No less than the great Kunsthistorisches Museum on Vienna's Ringstrasse, this is a truly international gallery. The first object to seize your attention as you enter the radiantly lit Sail Terrena is Prince Joseph Wenzel von Liechtenstein's sumptuous rococo carriage, all gilt scrollwork, crimson velvet and painted amoretti, made in Paris in 1738 by Nicolas Pineau. Beyond are the handsome neo-classical library brought here in 1912 from the family's town house in the Herrengasse, and a sequence of rooms filled with eighteenth- and nineteenth-century paintings and sculptures. Here are two highly informative views of the Garden Palace by Bellotto and a number of portraits and small pictures representing the Liechtenstems' taste in the nineteenth century for German masters such as Rudolf von Alt and Friedrich Georg Waldmuller.
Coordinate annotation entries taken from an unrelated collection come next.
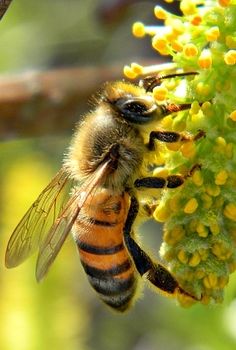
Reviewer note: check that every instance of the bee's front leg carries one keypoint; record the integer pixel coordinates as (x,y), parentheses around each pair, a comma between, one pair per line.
(171,136)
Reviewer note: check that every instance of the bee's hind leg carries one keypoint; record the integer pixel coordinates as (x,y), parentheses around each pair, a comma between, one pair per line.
(156,273)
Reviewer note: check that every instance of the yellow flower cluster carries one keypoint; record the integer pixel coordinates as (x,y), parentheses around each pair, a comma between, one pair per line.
(200,217)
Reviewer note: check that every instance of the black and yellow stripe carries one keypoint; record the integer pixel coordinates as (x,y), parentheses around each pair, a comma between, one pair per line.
(104,257)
These rooms are presided over by Canova's exquisite seated figure of Leopoldina Esterhazy, a version of which occupies the tempietto erected as her mausoleum by the lake in the English Garden at the Esterhazy's palace in Eisenstadt, not far away.

Ascend either of the two grand staircases that flank the entrance hall, under ceilings (now in restauro) by Rottmayr, and you reach the overpoweringly grand Herculessaal, with its frescoes by Pozzo illustrating Hercules' labours. From this open the galleries devoted to renaissance and baroque art. In Gallery IV are Italian renaissance paintings, among them Piero di Cosimo's delicious Madonna and Child with St John in a Landscape (c. 1505-10) and Catena's Christ carrying the Cross from the 1520s. Gallery V is a room of portraits, including a sensitive head of a man by Barthelmy d'Eyck, of 1456; a swagger whole-length by Hans Mielich of Ladislaus von Fraunberg with an alert leopard whose spotted coat challenges the ornately embroidered doublet of his master; and a deeply introspective male portrait that is called, and looks plausible as, Raphael. In this room too are specimens of the pietra dura work beloved of Prince Karl I, the founding father of the Liechtenstein collections. Spectacular pieces of furniture of many periods are scattered throughout the galleries.

Gallery VI is devoted to the Italian baroque, with pictures by Cortona, Solimena and Batoni alongside sculptures by Giambologna, Susini and Massimiliano Soldani Benzi, a late-baroque master much collected by Prince Johann Adam Andreas. There are more fine works by Benzi in Gallery VII, which also holds two sculptural masterpieces by Adriaen de Vries: The Man of Sorrows (1610) and St Sebastian (1613-15). But the chief glory of this room is the great series of eight tapestry designs by Rubens (executed with Van Dyck's assistance) depicting the life of the Roman hero Decius Mus, who is presented as a type of ancient heroic virtue. Each is massively framed by an ornate gilt rococo cartouche carved by Giovanni Giuliani in 1706. Here also is Rubens's Assumption of the Virgin, which once hung in the church of the Liechtensteins in Valatice, Moravia.